I couldn’t help noticing that all solid state drives are coming out in 2.5″ and smaller form factors, so it got me thinking that it’s only a matter of time before a high end gaming chassis is full of 2.5″ mounts rather than 3.5″ ones.

Obviously SSD isn’t quite there yet, but even 2.5″ magnetic drives seem to compare pretty favorably to 3.5″ desktop drives. They’re quieter, smaller (duh), and with the 7200RPM spindle speeds, the assumption is that the speed is pretty close. They also dump less heat into your precious case, which means less airflow is necessary and again less noise.
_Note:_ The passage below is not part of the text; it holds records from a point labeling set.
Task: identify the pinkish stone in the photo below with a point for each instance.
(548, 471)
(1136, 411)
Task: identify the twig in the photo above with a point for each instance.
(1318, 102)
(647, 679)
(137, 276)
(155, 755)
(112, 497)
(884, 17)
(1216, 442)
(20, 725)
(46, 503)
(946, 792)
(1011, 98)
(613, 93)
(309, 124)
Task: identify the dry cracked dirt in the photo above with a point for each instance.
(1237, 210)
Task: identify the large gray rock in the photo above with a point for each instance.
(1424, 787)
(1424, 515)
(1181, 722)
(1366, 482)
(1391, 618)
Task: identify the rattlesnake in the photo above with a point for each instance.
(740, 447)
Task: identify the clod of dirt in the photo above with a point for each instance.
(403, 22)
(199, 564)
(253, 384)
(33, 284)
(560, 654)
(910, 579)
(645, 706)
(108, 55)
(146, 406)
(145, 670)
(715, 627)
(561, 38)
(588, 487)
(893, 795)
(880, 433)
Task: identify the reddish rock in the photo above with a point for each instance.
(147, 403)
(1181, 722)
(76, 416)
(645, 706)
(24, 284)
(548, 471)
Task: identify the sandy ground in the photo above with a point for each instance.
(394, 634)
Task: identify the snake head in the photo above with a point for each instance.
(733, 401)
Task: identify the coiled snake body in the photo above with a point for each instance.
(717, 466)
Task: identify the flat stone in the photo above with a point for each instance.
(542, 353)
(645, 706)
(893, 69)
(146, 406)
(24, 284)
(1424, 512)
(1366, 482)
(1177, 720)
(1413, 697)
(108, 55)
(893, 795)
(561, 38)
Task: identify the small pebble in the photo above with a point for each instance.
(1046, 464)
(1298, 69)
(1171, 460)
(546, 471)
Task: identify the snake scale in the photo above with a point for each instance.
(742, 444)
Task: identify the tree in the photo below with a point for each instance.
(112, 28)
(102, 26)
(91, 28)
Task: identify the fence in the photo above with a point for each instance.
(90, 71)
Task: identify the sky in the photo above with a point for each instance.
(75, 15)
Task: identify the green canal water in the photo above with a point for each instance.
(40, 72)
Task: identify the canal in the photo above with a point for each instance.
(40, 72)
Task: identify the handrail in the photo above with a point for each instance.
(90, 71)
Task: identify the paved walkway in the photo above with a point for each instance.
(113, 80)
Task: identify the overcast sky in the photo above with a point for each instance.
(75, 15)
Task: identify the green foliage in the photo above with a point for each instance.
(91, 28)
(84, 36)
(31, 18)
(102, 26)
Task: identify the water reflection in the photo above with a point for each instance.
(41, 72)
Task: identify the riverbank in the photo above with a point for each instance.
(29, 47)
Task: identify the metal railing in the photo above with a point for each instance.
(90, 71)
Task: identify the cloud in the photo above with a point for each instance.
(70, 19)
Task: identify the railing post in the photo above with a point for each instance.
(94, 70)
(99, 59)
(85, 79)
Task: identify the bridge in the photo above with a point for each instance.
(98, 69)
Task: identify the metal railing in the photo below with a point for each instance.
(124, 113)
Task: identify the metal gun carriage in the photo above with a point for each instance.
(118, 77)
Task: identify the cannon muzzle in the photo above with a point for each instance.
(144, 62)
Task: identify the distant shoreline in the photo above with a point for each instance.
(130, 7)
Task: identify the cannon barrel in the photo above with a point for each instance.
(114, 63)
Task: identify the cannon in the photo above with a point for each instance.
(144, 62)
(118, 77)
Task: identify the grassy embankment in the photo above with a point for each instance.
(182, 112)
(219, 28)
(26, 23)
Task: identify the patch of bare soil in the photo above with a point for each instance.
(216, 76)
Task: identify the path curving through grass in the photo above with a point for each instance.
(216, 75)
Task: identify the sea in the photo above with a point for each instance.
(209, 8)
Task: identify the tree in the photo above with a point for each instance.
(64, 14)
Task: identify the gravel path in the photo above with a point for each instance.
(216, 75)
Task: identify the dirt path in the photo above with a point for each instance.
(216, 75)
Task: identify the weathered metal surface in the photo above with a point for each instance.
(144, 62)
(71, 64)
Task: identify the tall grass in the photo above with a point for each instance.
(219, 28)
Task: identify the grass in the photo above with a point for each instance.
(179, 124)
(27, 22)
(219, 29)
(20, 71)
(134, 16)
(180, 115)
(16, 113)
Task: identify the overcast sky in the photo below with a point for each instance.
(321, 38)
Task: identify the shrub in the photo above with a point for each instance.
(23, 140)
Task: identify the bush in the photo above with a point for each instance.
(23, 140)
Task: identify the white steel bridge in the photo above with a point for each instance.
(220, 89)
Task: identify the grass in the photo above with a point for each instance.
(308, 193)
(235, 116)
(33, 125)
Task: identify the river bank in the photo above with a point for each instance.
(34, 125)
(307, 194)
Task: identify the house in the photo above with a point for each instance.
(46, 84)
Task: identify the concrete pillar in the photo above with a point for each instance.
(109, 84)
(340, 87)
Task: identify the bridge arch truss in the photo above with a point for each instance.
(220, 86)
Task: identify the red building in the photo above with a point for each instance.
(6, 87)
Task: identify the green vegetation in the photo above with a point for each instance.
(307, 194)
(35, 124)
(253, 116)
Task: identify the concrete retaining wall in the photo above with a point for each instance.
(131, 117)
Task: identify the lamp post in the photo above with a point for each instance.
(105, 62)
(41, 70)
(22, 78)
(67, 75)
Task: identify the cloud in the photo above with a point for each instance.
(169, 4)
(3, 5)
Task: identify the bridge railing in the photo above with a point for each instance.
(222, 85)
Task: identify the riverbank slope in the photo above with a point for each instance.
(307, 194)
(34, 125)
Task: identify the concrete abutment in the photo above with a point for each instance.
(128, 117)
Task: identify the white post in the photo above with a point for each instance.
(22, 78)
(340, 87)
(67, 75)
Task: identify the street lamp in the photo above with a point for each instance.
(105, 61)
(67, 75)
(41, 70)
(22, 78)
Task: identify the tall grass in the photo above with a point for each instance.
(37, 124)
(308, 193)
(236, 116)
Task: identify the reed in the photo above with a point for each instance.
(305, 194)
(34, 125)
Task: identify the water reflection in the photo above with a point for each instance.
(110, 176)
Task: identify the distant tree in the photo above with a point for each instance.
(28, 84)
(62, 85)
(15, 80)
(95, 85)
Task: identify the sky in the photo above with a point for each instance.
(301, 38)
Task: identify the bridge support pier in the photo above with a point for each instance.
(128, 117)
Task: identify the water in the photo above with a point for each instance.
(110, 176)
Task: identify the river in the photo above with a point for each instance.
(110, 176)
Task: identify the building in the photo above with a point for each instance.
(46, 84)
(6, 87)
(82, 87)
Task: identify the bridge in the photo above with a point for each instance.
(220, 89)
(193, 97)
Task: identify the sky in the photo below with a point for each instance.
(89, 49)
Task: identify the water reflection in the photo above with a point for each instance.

I managed to get my hands on a 160GB Seagate Momentus 7200.2 and a Samsung F1 750GB in a real David & Goliath battle. I’ve only run a couple benchmarks for now because I want to get into RAID performance, which I think is really important because as they’ve discovered in servers, you can fit several times more 2.5″ drives in the same space.

Seagate Momentus 7200.2 160GB 2.5″ “Notebook” Hard Drive

Samsung F1 750GB 7200RPM 3.5″ Desktop Hard Drive

I guess my results weren’t that impressive, but it’s important to notice that as far as the access times go, the drives were actually very close. That’s important for multi-tasking, as well as for quick access to small files. It’s not that often you’re actually going to need the full read and write bandwidth of your drive in a typical desktop scenario, but that obviously doesn’t apply to I/O intensive operations like video editing or systems with limited system RAM that are using the swap file all the time.

Hoping to do a follow up shortly with RAID-0 performance for the 2.5″ competitor.